The professor distinguished the salient, common features of the cases, some of which tie them to their medieval and early modern predecessors while others unveil a markedly modern experience. For example, in the 19th century, visionaries and stigmatics were still always accompanied, counselled and protected by a priest. The spiritual counsellor of Louise Lateau for instance has written a 6000-page-long diary about the sufferings of his protégée, a writing which is currently classified by the Vatican due to Lateau’s ongoing canonization process. At the same time, by the 19th century, the figure of the physician also became a compulsory element in these cases: they were assigned an important role in the debate about the verity of the stigmata and the visions. Sceptics and believers alike tried and managed to find medical and scientific arguments in support of their views. The bodies and souls of ecstatics became objects of constant scientific observation and experimenting, mostly without a decisive result – added the professor. Finally, while just like in earlier times, the overwhelming majority of stigmatics and visionaries were lower class women, Klaniczay identified an emphatic spatial shift in the 19th century towards the peripheries: the majority of the phenomena in this era came from rural regions, while urban population many times remained sceptical towards them.

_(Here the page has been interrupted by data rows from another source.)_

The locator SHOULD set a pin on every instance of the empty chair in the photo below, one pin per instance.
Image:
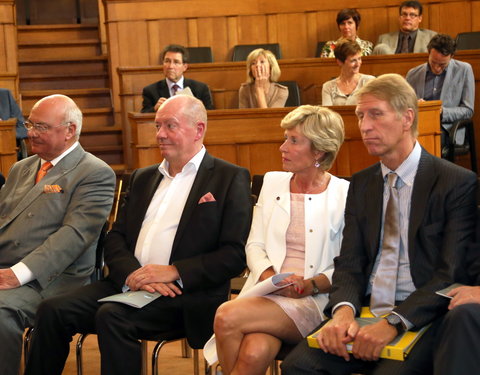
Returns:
(470, 40)
(453, 149)
(241, 51)
(293, 99)
(200, 55)
(319, 48)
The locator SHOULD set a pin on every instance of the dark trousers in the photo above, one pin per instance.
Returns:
(305, 360)
(118, 327)
(457, 350)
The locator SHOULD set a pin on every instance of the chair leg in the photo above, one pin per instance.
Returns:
(186, 350)
(26, 344)
(144, 344)
(156, 352)
(78, 352)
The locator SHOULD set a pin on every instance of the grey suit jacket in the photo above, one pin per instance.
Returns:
(421, 42)
(458, 93)
(55, 234)
(442, 223)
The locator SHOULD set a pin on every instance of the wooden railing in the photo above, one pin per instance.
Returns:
(251, 138)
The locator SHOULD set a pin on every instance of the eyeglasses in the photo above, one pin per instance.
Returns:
(411, 15)
(41, 127)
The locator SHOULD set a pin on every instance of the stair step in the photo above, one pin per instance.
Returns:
(72, 65)
(64, 81)
(71, 48)
(85, 98)
(33, 33)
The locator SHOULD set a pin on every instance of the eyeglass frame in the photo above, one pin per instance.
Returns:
(37, 126)
(409, 15)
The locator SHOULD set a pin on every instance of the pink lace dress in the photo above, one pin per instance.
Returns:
(303, 311)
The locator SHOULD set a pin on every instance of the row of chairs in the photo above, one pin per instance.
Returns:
(465, 41)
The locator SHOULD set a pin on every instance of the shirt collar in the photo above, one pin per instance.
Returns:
(62, 155)
(192, 165)
(179, 83)
(408, 169)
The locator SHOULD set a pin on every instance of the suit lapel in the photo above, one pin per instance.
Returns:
(374, 209)
(63, 167)
(202, 178)
(424, 180)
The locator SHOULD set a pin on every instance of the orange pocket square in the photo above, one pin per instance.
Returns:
(207, 198)
(52, 189)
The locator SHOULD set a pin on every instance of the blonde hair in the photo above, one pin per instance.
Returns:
(322, 126)
(396, 91)
(274, 68)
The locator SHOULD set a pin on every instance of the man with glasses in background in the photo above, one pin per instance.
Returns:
(175, 62)
(409, 39)
(52, 209)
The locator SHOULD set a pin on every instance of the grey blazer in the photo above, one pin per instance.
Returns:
(458, 93)
(421, 42)
(55, 234)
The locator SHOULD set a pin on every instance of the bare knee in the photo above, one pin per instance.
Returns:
(225, 318)
(255, 355)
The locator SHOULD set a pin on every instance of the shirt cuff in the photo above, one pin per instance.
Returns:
(340, 304)
(23, 273)
(406, 324)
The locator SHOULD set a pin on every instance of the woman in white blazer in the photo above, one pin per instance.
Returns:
(297, 227)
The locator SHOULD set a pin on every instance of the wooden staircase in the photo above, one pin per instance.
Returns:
(67, 59)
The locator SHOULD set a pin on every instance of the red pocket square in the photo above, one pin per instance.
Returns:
(207, 198)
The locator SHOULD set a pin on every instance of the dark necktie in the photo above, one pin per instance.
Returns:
(43, 171)
(382, 299)
(405, 40)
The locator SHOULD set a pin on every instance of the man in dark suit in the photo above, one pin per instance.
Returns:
(49, 226)
(181, 232)
(175, 62)
(435, 220)
(409, 38)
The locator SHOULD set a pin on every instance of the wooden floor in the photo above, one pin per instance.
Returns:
(170, 362)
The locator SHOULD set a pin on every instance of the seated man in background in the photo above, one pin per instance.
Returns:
(400, 245)
(409, 38)
(52, 209)
(443, 71)
(10, 109)
(181, 232)
(175, 62)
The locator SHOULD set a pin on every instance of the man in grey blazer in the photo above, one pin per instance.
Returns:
(436, 219)
(174, 60)
(49, 228)
(409, 38)
(443, 71)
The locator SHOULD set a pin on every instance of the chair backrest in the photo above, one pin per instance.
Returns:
(241, 51)
(293, 99)
(200, 54)
(319, 48)
(470, 40)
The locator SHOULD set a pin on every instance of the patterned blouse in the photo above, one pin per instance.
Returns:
(365, 45)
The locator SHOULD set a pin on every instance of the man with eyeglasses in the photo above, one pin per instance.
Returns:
(175, 62)
(52, 209)
(410, 38)
(442, 71)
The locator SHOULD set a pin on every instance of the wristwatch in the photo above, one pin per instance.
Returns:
(315, 289)
(395, 321)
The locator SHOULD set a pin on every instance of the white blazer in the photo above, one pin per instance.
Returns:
(324, 221)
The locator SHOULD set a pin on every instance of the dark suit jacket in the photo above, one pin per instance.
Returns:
(442, 221)
(157, 90)
(208, 249)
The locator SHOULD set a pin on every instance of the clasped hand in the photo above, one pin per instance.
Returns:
(368, 341)
(155, 278)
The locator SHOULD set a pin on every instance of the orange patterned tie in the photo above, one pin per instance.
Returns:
(43, 171)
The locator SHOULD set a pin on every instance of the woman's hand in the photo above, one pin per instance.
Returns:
(295, 290)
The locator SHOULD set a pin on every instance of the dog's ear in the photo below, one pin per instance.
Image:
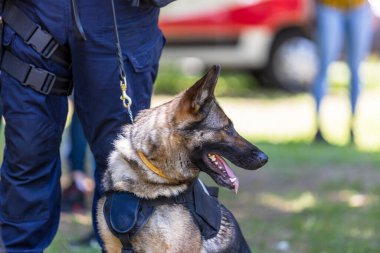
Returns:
(202, 92)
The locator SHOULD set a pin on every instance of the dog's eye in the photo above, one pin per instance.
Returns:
(227, 129)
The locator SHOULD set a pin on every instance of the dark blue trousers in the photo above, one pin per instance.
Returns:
(78, 145)
(30, 173)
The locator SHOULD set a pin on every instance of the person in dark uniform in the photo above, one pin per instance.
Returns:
(341, 22)
(71, 43)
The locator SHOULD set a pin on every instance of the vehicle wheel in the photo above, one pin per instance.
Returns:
(293, 62)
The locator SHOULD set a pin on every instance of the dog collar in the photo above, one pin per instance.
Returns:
(153, 168)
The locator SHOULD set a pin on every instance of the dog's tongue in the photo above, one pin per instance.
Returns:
(230, 173)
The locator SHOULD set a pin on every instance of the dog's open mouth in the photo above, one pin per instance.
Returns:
(224, 174)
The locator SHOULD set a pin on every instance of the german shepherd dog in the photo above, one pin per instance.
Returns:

The lecture incited numerous questions, much of which centred exactly on the aforementioned features. In response to why lower-class females have always been over-represented among ecstatics, Klaniczay explained that unrefined people’s extraordinary experiences and actions (such as speaking in tongues) seemed more credible in the eyes of the public, because they could not be explained away by erudition. On the other hand, the professor proposed that women achieved self-expression and power through religious ecstasy, something which in other fields of religion and society was difficult due to the prevalent male-domination in these areas. In another answer, Klaniczay affirmed that the medieval question of the discernment of spirits (i.e. how to distinguish a good spirit from a malicious one) did remain an important one, but the possibility of a medical explanation achieved a greater emphasis than before. A participant pointed out that the Church never officially recognised any vision as ‘true’, the only thing it stated is whether the content of the vision was in accordance with dogma. Accepting the criticism, Klaniczay however underlined, that this has only been the case in modern times. Pope Gregory IX, who canonized Saint Francis of Assisi, proclaimed to have had a personal vision proving the truthfulness of the stigmata of Francis, and   excommunicated  all those who put this in doubt. To the problem of saying where Baroque ends and modernity begins, the professor replied that indeed much of the achievements of the Enlightenment did not take root even in the 19th century, especially in the rural areas. Another commenter called for greater caution with the term ‘ecstasy’, for experiencing stigmas, apparitions and visions should be distinguished from each other in both psychological and anthropological sense. In his reply the professor maintained the applicability of the term ‘ecstasy’ to all phenomena which involves a direct contact with the supernatural and which is explained as a dissociation of the spirit or soul from the body. Furthermore, Klaniczay stated that ecstatic experiences are the real fuel of all religions, for the institutional establishment, the Church both fears and needs them: it is the dynamic debates around these cases which bring life to the given religion.